Geo Replication

Regardless of industries, when an unforeseen event occurs and brings day-to-day operations to a halt, an organization needs a well-prepared disaster recovery plan to quickly restore service to clients. However, a disaster recovery plan usually requires a multi-datacenter deployment with geographically dispersed data centers. Such a multi-datacenter deployment requires a geo-replication mechanism to provide additional redundancy in case a data center fails.

Pulsar's geo-replication mechanism is typically used for disaster recovery, enabling the replication of persistently stored message data across multiple data centers. For instance, your application is publishing data in one region and you would like to process it for consumption in other regions. With Pulsar’s geo-replication mechanism, messages can be produced and consumed in different geo-locations.

The diagram below illustrates the process of geo-replication. Whenever three producers (P1, P2 and P3) respectively publish messages to the T1 topic in three clusters, those messages are instantly replicated across clusters. Once the messages are replicated, two consumers (C1 and C2) can consume those messages from their clusters.
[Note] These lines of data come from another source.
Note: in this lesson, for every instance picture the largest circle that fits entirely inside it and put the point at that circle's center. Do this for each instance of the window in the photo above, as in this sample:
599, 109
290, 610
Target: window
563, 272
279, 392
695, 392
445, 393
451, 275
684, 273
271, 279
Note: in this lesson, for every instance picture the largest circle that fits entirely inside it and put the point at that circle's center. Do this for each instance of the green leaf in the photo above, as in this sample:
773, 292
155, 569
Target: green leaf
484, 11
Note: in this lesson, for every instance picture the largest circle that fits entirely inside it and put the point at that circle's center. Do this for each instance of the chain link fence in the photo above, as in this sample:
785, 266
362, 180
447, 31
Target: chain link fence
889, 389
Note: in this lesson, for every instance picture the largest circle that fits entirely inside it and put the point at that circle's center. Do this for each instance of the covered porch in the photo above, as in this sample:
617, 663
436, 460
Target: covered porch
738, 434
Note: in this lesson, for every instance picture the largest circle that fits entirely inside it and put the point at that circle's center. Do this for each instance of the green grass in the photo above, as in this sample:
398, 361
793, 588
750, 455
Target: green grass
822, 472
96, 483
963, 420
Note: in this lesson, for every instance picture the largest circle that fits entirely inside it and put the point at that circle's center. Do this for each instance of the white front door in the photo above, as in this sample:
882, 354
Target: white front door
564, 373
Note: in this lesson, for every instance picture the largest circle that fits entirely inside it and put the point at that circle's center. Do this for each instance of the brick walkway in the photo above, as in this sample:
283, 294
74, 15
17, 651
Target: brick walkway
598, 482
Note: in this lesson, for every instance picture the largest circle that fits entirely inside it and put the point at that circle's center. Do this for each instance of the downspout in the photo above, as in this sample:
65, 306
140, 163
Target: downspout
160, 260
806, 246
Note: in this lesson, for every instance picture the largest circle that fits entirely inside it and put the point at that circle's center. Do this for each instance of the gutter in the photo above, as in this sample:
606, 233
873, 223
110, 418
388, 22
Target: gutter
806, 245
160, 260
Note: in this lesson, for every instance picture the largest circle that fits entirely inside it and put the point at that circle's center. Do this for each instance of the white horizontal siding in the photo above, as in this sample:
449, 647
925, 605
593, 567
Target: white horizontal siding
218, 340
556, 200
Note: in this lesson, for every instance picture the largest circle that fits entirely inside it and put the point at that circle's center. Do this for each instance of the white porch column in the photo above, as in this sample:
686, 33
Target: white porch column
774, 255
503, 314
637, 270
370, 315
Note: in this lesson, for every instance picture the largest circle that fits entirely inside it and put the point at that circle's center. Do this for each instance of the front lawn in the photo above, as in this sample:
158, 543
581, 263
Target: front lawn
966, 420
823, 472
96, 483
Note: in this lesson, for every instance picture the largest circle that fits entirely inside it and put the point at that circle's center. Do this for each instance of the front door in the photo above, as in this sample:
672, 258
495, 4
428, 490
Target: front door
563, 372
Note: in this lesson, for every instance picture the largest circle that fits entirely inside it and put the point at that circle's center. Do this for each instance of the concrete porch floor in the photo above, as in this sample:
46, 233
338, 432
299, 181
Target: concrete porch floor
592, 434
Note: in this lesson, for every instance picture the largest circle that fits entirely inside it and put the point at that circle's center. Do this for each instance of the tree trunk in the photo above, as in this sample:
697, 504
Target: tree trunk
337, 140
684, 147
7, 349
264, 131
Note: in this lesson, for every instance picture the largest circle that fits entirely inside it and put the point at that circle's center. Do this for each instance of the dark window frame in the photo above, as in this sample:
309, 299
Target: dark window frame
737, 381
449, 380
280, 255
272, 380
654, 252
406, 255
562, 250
A typical geo-replication example with a full-mesh pattern

Replication mechanisms

The geo-replication mechanism can be categorized into synchronous geo-replication and asynchronous geo-replication strategies. Pulsar supports both replication mechanisms.

Asynchronous geo-replication in Pulsar

An asynchronous geo-replicated cluster is composed of multiple physical clusters set up in different datacenters. Messages produced on a Pulsar topic are first persisted to the local cluster and then replicated asynchronously to the remote clusters by brokers.

An example of an asynchronous geo-replication mechanism

In normal cases, when there are no connectivity issues, messages are replicated immediately, at the same time as they are dispatched to local consumers. Typically, end-to-end delivery latency is defined by the network round-trip time (RTT) between the data centers. Applications can create producers and consumers in any of the clusters, even when the remote clusters are not reachable (for example, during a network partition).

Asynchronous geo-replication provides lower latency but may result in weaker consistency guarantees due to the potential replication lag that some data hasn’t been replicated.

Synchronous geo-replication via BookKeeper

In synchronous geo-replication, data is synchronously replicated to multiple data centers and the client has to wait for an acknowledgment from the other data centers. As illustrated below, when the client issues a write request to one cluster, the written data will be replicated to the other two data centers. The write request is only acknowledged to the client when the majority of data centers (in this example, at least 2 data centers) have acknowledged that the write has been persisted.

An example of a synchronous geo-replication mechanism

Synchronous geo-replication in Pulsar is achieved by BookKeeper. A synchronous geo-replicated cluster consists of a cluster of bookies and a cluster of brokers that run in multiple data centers, and a global Zookeeper installation (a ZooKeeper ensemble is running across multiple data centers). You need to configure a BookKeeper region-aware placement policy to store data across multiple data centers and guarantee availability constraints on writes.

Synchronous geo-replication provides the highest availability and also guarantees stronger data consistency between different data centers. However, your applications have to pay an extra latency penalty across data centers.

Replication patterns

Pulsar provides a great degree of flexibility for customizing your replication strategy. You can set up different replication patterns to serve your replication strategy for an application between multiple data centers.

Full-mesh replication

Using full-mesh replication and applying the selective message replication, you can customize your replication strategies and topologies between any number of datacenters.

An example of a full-mesh replication pattern

Active-active replication

Active-active replication is a variation of full-mesh replication, with only two data centers. Producers are able to run at any data center to produce messages, and consumers can consume all messages from all data centers.

An example of an active-active replication pattern

For how to use active-active replication to migrate data between clusters, refer to here.

Aggregation replication

The aggregation replication pattern is typically used when replicating messages from the edge to the cloud. For example, assume you have 3 clusters in 3 fronting datacenters and one aggregated cluster in a central data center, and you want to replicate messages from multiple fronting datacenters to the central data center for aggregation purposes. You can then create an individual namespace for the topics used by each fronting data center and assign the aggregated data center to those namespaces.

An example of an aggregation replication pattern